Joe Moody scrum technique
New Zealand has been searching for the long-term replacement to their great loose-head prop Tony Woodcock, who won 118 caps for the All Blacks in a career spanning 13 years, and the coaches appear to have found their man in Joe Moody.
It is a revealing exercise to look at Moody’s technique in the light of the coaching modules produced by both Kees Meeuws and Carl Hoeft, two of Moody’s predecessors in the All Black #1 jersey.
Kees Meeuws breaks down the scrum into three distinct phases – the pre-engagement, the bind and post-engagement – while Carl Hoeft shows how the single man sled can be used to increase co-ordination in a ‘pod’ (loose-head prop, lock and flanker). I believe that this is a particularly important practice in the context of the modern-day professional scrum.
Both Meeuws and Hoeft emphasize that the outcome of a scrum can often be determined by the set-up before engagement, and there were some subtle differences in the pre-engagement set-up by Joe Moody in the course of the first half.
At the very beginning of the game, Moody has the ideal pre-engagement ‘look’ explained by Kees Meeuws – head up, straight back, chest punched out:
Towards the end of the half (at a scrum where New Zealand were rolled back off the ball), the set-up is slightly different:
The chest is a little more concave and the head hangs slightly lower – lower relative to his hooker Dane Coles than in the earlier snapshot. The backs of both Moody and the flanker behind him (Elliott Dixon) are slightly more curved in the second example, as if the All Black loose-head is sending out an unconscious ‘ripple effect’ via his body position to the forwards supporting him.
It is nonetheless still a shock to observe the radically different results of such small variations in the set-up position. When Moody sets up accurately, his head naturally shifts underneath the sternum of his opposite number Tomas Francis into his optimal ‘power position’ as the pressure comes on, and the scrum moves forward. Watch it here
At 11:03 Moody gets a nice extension through the hit which enables him to work his head inwards under the chest of Francis, and leaves the Welsh tight-head struggling to keep his shoulders level with the line of his hips.

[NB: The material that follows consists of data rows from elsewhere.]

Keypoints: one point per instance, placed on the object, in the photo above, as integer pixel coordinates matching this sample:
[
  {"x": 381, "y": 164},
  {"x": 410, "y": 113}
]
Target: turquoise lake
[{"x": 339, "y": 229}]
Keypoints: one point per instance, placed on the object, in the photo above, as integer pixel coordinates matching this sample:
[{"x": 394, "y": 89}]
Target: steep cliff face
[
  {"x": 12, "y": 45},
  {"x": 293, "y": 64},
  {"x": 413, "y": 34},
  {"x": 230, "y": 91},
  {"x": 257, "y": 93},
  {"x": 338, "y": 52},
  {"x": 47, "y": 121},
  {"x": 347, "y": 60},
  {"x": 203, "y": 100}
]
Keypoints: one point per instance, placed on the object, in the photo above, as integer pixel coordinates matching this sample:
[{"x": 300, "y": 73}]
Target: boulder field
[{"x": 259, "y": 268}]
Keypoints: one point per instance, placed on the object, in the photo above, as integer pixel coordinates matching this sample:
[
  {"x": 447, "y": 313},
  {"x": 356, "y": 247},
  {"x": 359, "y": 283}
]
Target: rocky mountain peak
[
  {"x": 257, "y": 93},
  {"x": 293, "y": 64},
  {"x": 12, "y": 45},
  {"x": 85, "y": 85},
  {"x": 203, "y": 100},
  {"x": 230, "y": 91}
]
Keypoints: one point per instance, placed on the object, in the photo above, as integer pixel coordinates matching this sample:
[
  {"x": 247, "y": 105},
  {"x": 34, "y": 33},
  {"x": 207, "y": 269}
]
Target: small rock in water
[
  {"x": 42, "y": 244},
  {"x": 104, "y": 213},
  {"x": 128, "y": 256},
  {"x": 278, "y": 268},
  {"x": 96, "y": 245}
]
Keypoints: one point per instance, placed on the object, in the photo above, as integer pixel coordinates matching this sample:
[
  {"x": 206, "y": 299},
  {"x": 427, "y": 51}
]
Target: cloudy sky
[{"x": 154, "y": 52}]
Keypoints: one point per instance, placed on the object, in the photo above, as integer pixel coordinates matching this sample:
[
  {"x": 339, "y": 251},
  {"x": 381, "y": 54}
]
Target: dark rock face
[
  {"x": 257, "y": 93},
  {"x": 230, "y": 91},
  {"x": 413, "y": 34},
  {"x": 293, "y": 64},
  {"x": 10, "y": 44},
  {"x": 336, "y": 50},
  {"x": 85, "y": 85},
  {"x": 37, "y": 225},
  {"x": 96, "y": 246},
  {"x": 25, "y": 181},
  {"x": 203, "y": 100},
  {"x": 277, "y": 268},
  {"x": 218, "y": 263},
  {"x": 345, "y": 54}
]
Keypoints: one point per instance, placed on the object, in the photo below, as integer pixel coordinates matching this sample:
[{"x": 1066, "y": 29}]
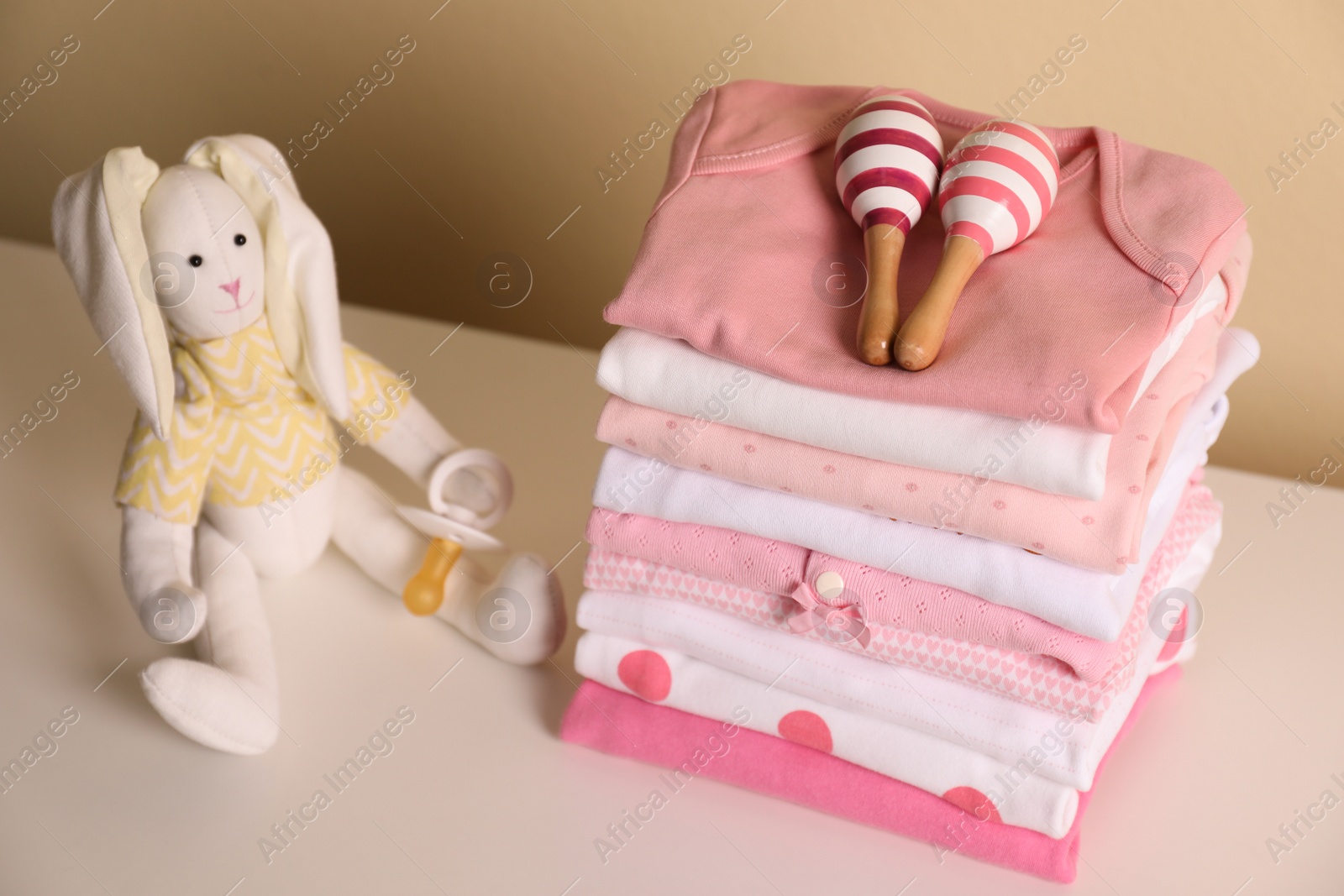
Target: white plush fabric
[
  {"x": 230, "y": 699},
  {"x": 96, "y": 228},
  {"x": 234, "y": 204}
]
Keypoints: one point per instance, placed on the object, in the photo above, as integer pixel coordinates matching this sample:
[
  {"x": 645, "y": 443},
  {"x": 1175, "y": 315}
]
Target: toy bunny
[{"x": 214, "y": 289}]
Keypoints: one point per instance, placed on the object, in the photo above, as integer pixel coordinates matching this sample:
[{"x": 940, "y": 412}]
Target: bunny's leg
[
  {"x": 524, "y": 613},
  {"x": 230, "y": 700}
]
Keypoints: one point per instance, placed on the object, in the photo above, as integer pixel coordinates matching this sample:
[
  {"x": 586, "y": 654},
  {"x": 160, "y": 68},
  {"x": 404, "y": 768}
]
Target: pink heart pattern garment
[
  {"x": 1101, "y": 535},
  {"x": 1034, "y": 679}
]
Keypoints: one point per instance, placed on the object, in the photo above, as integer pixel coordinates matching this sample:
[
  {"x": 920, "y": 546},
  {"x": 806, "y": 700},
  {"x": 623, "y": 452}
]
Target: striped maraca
[
  {"x": 998, "y": 186},
  {"x": 887, "y": 161}
]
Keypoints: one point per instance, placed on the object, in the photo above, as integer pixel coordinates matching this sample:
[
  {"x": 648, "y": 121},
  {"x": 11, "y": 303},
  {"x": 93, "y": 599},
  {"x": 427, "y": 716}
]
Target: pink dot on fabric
[
  {"x": 806, "y": 728},
  {"x": 647, "y": 674},
  {"x": 974, "y": 802}
]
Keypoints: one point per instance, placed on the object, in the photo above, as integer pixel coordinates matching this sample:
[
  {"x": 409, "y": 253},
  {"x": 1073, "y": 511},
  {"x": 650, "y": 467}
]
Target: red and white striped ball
[
  {"x": 887, "y": 161},
  {"x": 999, "y": 183}
]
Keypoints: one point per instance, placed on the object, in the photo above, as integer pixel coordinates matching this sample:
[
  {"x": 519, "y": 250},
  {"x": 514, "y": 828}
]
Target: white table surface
[{"x": 480, "y": 795}]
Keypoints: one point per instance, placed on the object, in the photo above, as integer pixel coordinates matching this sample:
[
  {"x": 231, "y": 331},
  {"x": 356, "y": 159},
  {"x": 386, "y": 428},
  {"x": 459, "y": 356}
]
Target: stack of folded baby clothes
[{"x": 929, "y": 602}]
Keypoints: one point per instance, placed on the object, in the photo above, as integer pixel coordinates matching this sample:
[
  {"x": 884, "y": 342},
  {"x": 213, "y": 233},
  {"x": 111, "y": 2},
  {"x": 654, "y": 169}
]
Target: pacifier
[{"x": 454, "y": 528}]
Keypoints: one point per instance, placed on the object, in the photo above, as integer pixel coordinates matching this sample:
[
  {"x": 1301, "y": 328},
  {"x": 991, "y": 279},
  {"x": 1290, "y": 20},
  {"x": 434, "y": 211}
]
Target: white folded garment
[
  {"x": 952, "y": 712},
  {"x": 1019, "y": 795},
  {"x": 669, "y": 375},
  {"x": 1084, "y": 600}
]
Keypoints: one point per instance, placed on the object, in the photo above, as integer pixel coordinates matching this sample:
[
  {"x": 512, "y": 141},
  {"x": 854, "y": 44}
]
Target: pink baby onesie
[{"x": 748, "y": 230}]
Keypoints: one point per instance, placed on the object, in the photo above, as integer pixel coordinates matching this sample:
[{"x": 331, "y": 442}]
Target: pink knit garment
[
  {"x": 1038, "y": 679},
  {"x": 625, "y": 726},
  {"x": 749, "y": 228},
  {"x": 756, "y": 564}
]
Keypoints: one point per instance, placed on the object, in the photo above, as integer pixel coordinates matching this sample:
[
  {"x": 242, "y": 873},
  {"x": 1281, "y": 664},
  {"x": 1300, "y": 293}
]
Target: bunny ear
[
  {"x": 302, "y": 301},
  {"x": 96, "y": 224}
]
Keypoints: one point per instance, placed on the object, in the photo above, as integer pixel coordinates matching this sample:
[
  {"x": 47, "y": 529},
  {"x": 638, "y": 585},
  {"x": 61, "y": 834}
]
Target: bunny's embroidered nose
[{"x": 233, "y": 288}]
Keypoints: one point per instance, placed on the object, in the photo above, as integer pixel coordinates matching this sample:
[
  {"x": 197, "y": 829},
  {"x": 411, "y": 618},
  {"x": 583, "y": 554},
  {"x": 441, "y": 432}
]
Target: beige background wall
[{"x": 491, "y": 130}]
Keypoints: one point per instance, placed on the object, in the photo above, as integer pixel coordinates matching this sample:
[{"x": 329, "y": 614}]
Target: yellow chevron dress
[{"x": 244, "y": 432}]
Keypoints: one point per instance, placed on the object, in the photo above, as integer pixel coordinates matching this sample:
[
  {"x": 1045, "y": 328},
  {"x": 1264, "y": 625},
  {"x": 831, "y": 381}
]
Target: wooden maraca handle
[
  {"x": 880, "y": 312},
  {"x": 924, "y": 331}
]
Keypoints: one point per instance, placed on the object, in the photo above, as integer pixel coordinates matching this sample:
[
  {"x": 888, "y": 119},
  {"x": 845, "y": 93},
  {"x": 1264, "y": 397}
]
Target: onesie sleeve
[
  {"x": 167, "y": 477},
  {"x": 376, "y": 396}
]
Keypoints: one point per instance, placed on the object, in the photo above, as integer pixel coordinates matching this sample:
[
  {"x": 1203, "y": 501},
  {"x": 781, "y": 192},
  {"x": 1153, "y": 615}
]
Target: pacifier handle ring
[{"x": 484, "y": 459}]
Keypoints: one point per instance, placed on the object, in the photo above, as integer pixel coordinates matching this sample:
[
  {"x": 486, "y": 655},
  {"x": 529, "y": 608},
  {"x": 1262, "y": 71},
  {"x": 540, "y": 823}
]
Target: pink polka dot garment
[{"x": 958, "y": 774}]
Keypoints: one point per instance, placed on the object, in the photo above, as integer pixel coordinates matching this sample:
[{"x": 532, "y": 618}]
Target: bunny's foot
[
  {"x": 230, "y": 699},
  {"x": 212, "y": 707},
  {"x": 519, "y": 617}
]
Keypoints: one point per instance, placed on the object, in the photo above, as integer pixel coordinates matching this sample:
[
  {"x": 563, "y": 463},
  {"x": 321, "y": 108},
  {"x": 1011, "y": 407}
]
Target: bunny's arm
[{"x": 156, "y": 555}]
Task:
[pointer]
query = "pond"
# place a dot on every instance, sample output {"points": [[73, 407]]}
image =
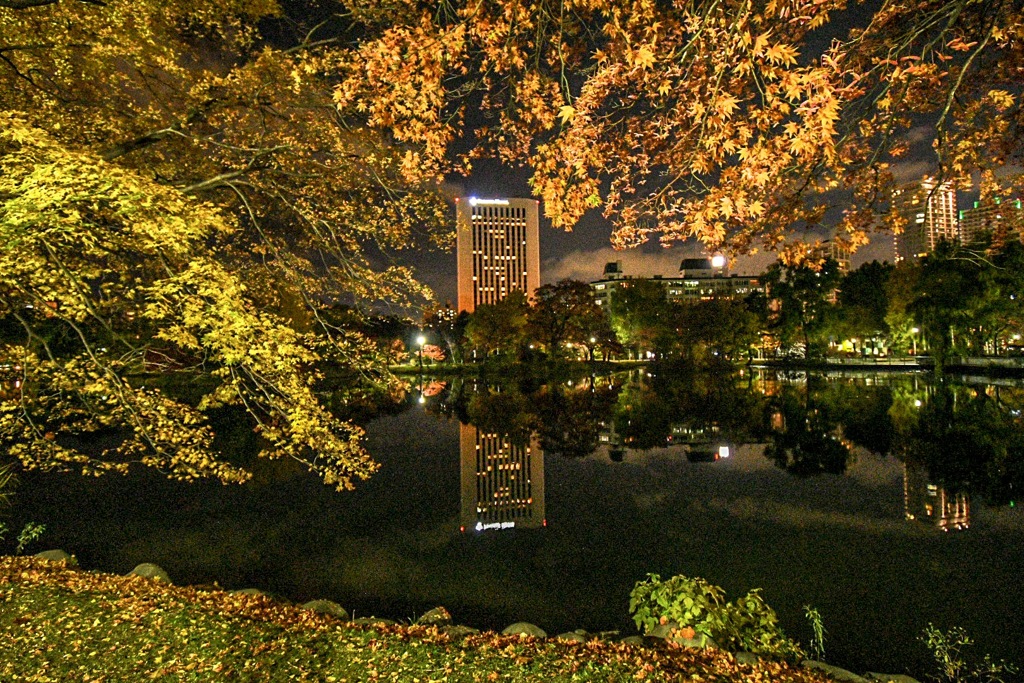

At 11:07 Moody clearly has the lower, more comfortable position with the straighter back. It is at this point that the left side of the All Black scrum begins to play as an independent ‘pod’ – a nuance which might well have been practised on the single man sled advocated by Carl Hoeft. The angle changes, and Moody,
Dixon and the left lock Sam Whitelock all step out in order to be able to drive in at an angle – this is most evident in the snapshot at 11:10. There is a big gap between the backsides of the two All Black locks created by the change of angle over the left side.
When Moody’s set-up is inferior, the engagement is much worse and the outcome is a scrum disaster!
Here it is Francis who gets the better hit and extends through into the more comfortable low position at 31:03. The silhouette of Moody’s head is visible with his chin pushed down on his chest in the centre of the scrum. When the pressure comes on, his head is naturally pushed out to the side at 31:06 – which Kees Meeuws describes as one of the loose-head’s weakest positions in his module:
Francis has effectively split the All Blacks loose-head and hooker and promptly drives straight through the gap. This time it is Elliott Dixon who comes up off the side of the scrum before his opposite number, illustrating the lack of cohesion in the New Zealand set-piece.
Joe Moody got it right far more than he got it wrong in the match as a whole, and the following scrum was right at the top of his highlight reel:
The keys are the same – accurate set-up and the more comfortable low position at 20:03, the head movement into the sternum at 20:06, the left side shift by Moody, Whitelock and the loose-head flanker Sam Cane with ‘spines in line’ at 20:07; the cumulative pressure of the ‘right side straight’ and ‘left side inwards’ angles forcing Tomas Francis up and out through the roof of the scrum by its end:
Outcomes like this are no accident. They are the result of accurate repetitions on the one-man sled, in preparation for the engagement and for the correct processes in contact. Only perfect practice makes perfect on the field, as Bob Dwyer once said. Nowhere is this more true than in the dark world of the set-piece scrummage.